Set the environment variable HYDRA_FULL_ERROR=1 for a complete stack trace.
There is config information on them.
Hi @ogulcankertmen, I've tried on my windows machine and nothing happens: I'm not able to replicate.
Could you please share also your env?
I've seen from your error that the log_dir
path has mixed separators: I've created a branch where we normalize the separators on windows. Can you try it?
Also: why torch tensorboard is calling tensorflow to create the logdirs?
I'm referring to this line:
File "C:\Users\Oğulcan\AppData\Local\Programs\Python\Python311\Lib\site-packages\torch\utils\tensorboard\writer.py", line 75, in __init__
self.event_writer = EventFileWriter(
^^^^^^^^^^^^^^^^
File "C:\Users\Oğulcan\AppData\Local\Programs\Python\Python311\Lib\site-packages\tensorboard\summary\writer\event_file_writer.py", line 72, in __init__
tf.io.gfile.makedirs(logdir)
File "C:\Users\Oğulcan\AppData\Local\Programs\Python\Python311\Lib\site-packages\tensorflow\python\lib\io\file_io.py", line 513, in recursive_create_dir_v2
_pywrap_file_io.RecursivelyCreateDir(compat.path_to_bytes(path))
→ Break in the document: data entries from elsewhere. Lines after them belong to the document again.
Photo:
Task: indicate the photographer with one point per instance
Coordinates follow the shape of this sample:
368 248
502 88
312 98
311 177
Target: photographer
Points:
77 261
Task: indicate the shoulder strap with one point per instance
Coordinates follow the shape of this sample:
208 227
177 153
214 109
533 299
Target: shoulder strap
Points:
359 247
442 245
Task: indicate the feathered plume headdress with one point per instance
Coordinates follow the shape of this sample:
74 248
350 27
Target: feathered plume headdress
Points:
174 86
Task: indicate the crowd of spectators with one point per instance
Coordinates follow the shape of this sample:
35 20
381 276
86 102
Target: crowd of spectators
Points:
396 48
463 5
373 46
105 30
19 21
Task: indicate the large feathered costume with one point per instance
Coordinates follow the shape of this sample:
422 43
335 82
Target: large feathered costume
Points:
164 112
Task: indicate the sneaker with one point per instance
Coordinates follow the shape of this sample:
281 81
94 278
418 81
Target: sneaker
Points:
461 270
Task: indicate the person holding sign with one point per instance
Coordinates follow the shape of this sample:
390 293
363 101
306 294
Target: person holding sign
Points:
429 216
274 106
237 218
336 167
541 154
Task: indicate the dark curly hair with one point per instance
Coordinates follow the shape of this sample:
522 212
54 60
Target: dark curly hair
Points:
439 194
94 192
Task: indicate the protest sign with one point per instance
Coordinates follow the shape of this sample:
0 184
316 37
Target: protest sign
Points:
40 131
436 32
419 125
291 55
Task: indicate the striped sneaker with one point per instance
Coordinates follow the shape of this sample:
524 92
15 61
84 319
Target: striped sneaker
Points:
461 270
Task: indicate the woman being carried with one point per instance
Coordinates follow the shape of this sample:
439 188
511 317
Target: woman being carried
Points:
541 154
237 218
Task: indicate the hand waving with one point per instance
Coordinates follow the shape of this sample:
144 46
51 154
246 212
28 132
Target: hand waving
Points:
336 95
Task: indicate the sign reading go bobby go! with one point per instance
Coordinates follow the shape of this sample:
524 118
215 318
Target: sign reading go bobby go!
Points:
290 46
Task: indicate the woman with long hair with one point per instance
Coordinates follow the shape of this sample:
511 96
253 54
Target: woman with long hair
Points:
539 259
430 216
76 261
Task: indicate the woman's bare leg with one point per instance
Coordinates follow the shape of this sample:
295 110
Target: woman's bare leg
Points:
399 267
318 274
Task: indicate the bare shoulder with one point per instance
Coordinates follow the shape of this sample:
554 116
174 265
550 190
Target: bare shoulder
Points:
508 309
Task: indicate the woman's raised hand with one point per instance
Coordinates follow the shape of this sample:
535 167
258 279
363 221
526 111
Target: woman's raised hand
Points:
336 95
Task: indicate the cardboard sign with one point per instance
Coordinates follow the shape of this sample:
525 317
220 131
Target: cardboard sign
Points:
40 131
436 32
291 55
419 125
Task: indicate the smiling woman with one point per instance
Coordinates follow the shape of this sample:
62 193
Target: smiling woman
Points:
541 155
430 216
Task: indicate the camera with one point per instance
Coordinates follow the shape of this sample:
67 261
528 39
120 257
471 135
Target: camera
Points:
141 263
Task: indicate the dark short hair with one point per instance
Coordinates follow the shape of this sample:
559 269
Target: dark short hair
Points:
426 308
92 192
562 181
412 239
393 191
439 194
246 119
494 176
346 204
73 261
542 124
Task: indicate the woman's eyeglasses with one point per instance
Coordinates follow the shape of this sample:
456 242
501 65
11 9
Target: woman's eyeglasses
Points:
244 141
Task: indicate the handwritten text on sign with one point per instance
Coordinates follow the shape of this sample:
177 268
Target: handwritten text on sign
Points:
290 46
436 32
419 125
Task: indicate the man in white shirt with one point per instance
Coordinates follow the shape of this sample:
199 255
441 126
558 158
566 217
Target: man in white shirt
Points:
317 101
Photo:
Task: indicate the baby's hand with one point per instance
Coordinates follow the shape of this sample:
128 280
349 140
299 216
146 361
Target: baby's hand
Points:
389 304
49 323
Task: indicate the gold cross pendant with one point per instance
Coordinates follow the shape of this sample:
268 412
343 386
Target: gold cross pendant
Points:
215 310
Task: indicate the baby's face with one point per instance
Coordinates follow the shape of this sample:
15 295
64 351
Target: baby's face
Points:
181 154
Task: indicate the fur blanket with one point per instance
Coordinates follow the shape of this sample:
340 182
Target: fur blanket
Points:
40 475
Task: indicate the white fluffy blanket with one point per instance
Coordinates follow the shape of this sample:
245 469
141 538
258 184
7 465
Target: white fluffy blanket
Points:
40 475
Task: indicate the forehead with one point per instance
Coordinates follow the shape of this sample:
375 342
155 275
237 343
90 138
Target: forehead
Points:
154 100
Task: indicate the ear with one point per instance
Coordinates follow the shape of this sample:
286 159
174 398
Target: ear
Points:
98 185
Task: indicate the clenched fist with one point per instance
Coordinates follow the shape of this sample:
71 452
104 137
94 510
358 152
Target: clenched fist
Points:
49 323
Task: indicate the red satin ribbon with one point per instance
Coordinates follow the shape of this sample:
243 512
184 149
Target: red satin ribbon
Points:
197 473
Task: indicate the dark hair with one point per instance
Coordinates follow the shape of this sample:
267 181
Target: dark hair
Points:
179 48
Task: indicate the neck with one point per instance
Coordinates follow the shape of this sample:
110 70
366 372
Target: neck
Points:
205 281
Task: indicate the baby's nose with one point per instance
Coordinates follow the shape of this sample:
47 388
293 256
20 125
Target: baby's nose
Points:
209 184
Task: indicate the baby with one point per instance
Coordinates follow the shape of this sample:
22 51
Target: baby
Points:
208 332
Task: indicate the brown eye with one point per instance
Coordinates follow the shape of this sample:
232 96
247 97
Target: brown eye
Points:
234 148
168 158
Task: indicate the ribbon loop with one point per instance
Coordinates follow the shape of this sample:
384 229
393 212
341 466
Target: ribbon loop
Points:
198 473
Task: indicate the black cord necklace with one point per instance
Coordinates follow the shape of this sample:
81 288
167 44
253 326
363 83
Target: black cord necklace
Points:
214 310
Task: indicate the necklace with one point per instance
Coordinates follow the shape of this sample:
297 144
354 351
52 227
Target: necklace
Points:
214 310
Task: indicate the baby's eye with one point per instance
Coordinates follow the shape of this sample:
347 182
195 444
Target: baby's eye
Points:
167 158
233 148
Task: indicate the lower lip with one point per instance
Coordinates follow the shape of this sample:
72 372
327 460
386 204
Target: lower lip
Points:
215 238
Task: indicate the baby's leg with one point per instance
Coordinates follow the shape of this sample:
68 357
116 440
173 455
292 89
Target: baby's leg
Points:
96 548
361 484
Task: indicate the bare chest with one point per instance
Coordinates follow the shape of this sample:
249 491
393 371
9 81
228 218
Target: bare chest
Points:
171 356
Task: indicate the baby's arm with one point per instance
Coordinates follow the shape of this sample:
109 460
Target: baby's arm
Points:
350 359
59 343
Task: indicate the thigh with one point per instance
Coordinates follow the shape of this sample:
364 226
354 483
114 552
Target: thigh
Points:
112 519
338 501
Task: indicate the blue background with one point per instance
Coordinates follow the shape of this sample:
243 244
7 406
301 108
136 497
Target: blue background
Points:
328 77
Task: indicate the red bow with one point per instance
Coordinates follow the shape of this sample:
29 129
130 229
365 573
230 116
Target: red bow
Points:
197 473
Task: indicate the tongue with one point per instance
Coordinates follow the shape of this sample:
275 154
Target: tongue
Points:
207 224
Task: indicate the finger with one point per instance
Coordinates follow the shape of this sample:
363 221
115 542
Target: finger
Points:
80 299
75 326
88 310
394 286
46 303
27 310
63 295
What happens if you remove tensorflow?
A similar issue: https://github.com/tensorflow/tensorflow/issues/60682#issuecomment-1561899350
I tried; "sheeprl exp=dreamer_v3 env=gym env.id=CartPole-v1" this one and i got "ValueError: you tried to log -1 which is currently not supported. Try a dict or a scalar/tensor.
Set the environment variable HYDRA_FULL_ERROR=1 for a complete stack trace." these results. And I couldn't solve this problem. Do you have any suggestions?